Same pattern: anon key, no RLS, full read access. 5,891 contractor records containing:
| Field | What it is |
|---|---|
| name | Full legal name |
| contact_email | Personal email |
| phone | Personal phone number |
| siret | French business registration number |
| banking_details | IBAN and BIC code |
| invoice_details | Full home address with GPS coordinates |
| stripe_id | Stripe customer ID |
To put a number on this: one record contains an IBAN starting FR 5520041..., a BIC code, a full address at 32 Avenue Jean Moulin in Villeneuve-la-Garenne with lat/long down to the building, a phone number, and a Stripe ID. And there are 5,890 more like it.
Almost all contractors are in France, concentrated around Paris, Lyon, Grenoble, Bordeaux, and Toulouse. Some in London. A few scattered further.
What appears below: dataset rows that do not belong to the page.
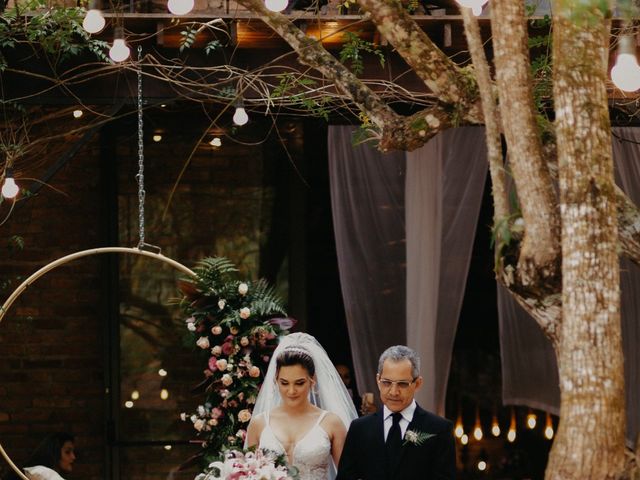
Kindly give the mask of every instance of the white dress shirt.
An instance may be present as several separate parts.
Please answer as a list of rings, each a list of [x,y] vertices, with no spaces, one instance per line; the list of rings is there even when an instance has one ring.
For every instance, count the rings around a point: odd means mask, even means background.
[[[404,438],[404,434],[413,420],[413,414],[416,411],[416,401],[414,400],[411,404],[402,410],[400,413],[402,414],[402,418],[400,419],[400,438]],[[391,430],[391,425],[393,425],[393,412],[387,408],[385,405],[383,408],[384,415],[384,441],[387,441],[387,435],[389,435],[389,430]]]

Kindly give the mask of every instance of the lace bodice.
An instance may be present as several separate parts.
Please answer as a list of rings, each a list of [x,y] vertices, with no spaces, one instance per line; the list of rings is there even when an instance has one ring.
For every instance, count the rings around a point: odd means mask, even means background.
[[[318,421],[295,444],[289,462],[300,471],[300,480],[326,480],[329,478],[331,459],[331,441],[329,435],[320,426],[327,412],[322,412]],[[286,454],[282,442],[271,429],[269,412],[265,412],[265,427],[260,434],[260,448],[272,450],[280,455]]]

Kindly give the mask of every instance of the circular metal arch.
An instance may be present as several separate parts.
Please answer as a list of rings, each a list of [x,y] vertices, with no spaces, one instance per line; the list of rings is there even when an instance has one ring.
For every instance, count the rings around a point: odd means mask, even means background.
[[[196,277],[196,273],[191,270],[188,267],[185,267],[184,265],[182,265],[181,263],[169,258],[169,257],[165,257],[164,255],[162,255],[161,253],[156,253],[156,252],[150,252],[147,250],[141,250],[139,248],[131,248],[131,247],[101,247],[101,248],[92,248],[89,250],[81,250],[79,252],[75,252],[75,253],[71,253],[65,257],[61,257],[58,258],[57,260],[54,260],[53,262],[48,263],[47,265],[45,265],[44,267],[42,267],[40,270],[36,271],[35,273],[31,274],[30,277],[28,277],[24,282],[22,282],[18,288],[16,288],[13,293],[9,296],[9,298],[7,298],[7,300],[4,302],[4,304],[0,307],[0,323],[2,322],[2,319],[4,318],[4,316],[6,315],[7,311],[9,310],[9,308],[11,307],[11,305],[13,305],[13,303],[18,299],[18,297],[20,295],[22,295],[22,293],[29,288],[29,286],[31,286],[33,283],[35,283],[36,280],[38,280],[40,277],[42,277],[45,273],[50,272],[51,270],[59,267],[60,265],[64,265],[65,263],[69,263],[73,260],[76,260],[78,258],[82,258],[82,257],[88,257],[91,255],[99,255],[102,253],[126,253],[126,254],[132,254],[132,255],[141,255],[143,257],[148,257],[148,258],[152,258],[154,260],[159,260],[161,262],[164,262],[168,265],[171,265],[173,268],[175,268],[176,270],[181,271],[182,273],[185,273],[191,277]],[[0,442],[0,455],[2,455],[2,457],[5,459],[5,461],[9,464],[9,466],[18,474],[18,476],[23,479],[23,480],[29,480],[29,478],[27,476],[25,476],[24,473],[22,473],[22,470],[20,470],[20,468],[18,468],[16,466],[15,463],[13,463],[13,461],[11,460],[11,458],[9,457],[9,455],[7,454],[7,452],[5,451],[4,447],[2,446],[2,443]]]

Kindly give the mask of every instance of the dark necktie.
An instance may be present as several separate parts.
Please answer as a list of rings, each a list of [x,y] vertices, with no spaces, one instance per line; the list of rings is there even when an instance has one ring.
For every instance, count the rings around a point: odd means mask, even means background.
[[[393,418],[393,424],[387,434],[386,445],[389,458],[395,459],[400,453],[400,447],[402,447],[402,434],[400,430],[400,419],[402,418],[402,414],[400,412],[396,412],[392,414],[391,417]]]

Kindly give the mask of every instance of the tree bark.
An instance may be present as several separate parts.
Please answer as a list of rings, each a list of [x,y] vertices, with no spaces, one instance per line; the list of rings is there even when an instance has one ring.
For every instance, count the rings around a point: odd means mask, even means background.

With an IBAN, you can attempt to set up fraudulent SEPA direct debits. You need a signed mandate, but forged mandates are a known fraud vector and the IBAN plus the person's full name and home address gets you most of the way there. This is financial data for nearly 6,000 people, sitting behind a key that's in the browser.
GDPR applies here. Full names, home addresses, bank accounts, phone numbers for French contractors, stored with no access controls. Article 32 requires "appropriate technical measures" for data security. This doesn't qualify.
The pattern
All three sites made the same mistake:
- Used Supabase as the backend
- Left the anon key in the frontend (this is normal and expected)
- Did not enable Row Level Security on their tables
- Did not write any policies restricting who can read what
The attack in every case was identical:
# Find the key in the JS source
# Find the Supabase project URL
# Send one request per table:
curl "https://PROJECT.supabase.co/rest/v1/TABLE?select=*&limit=1000&offset=0" \
-H "apikey: ANON_KEY" \
-H "Authorization: Bearer ANON_KEY"
# Increment offset by 1000 until you get empty results
That's it. No exploit code. No authentication bypass. No clever tricks. Just the REST API doing exactly what it was designed to do, reading rows that nobody told it to protect.
Why it keeps happening
Supabase makes the initial setup fast. You create a project, get your keys, start building. RLS is off by default on new tables. The dashboard shows a warning, but it doesn't block you. So people skip it while prototyping and never come back.
The whole security model depends on RLS being configured. If it is, the anon key is safe to be public. If it isn't, the anon key is an unrestricted database reader. No middle ground.
I think some developers also just don't understand what the anon key does. If you come from a background where API keys are secrets, a key in the frontend JavaScript doesn't feel dangerous because "it's just the public key." And that's true. But a public key with full read access to a table with IBANs in it isn't a key problem. It's a configuration problem.
The fix
Same SQL on every site. Takes five minutes.
-- Enable RLS on all public tables
ALTER TABLE your_table ENABLE ROW LEVEL SECURITY;
-- Basic policy: authenticated users read their own rows
CREATE POLICY "Users read own data"
ON your_table FOR SELECT
USING (auth.uid() = user_id);
-- For tables that need public read (like map pins visible to everyone):
CREATE POLICY "Public read"
ON your_table FOR SELECT
USING (true);
-- but limit what columns are exposed using a view or select list
Then test it. Log out, use the anon key directly with curl, and confirm you can't read other people's rows. Supabase has a "SQL Editor" right in the dashboard. You can check RLS status with:
SELECT tablename, rowsecurity
FROM pg_tables
WHERE schemaname = 'public';
If rowsecurity is false, you have a problem.
Numbers
| Site | Records | Most sensitive field | RLS enabled |
|---|---|---|---|
| embers.jayrb.dev | 9,670 | GPS coordinates + personal messages | No |
| cryptoxscanner.com | 14,021 | Email + Telegram ID + MEXC exchange UID | No |
| gustave-auto.com | 5,891 | IBAN + BIC + home address | No |
| Total | 29,582 |
Three different apps. Three different types of sensitive data. One line of SQL would have prevented all of it.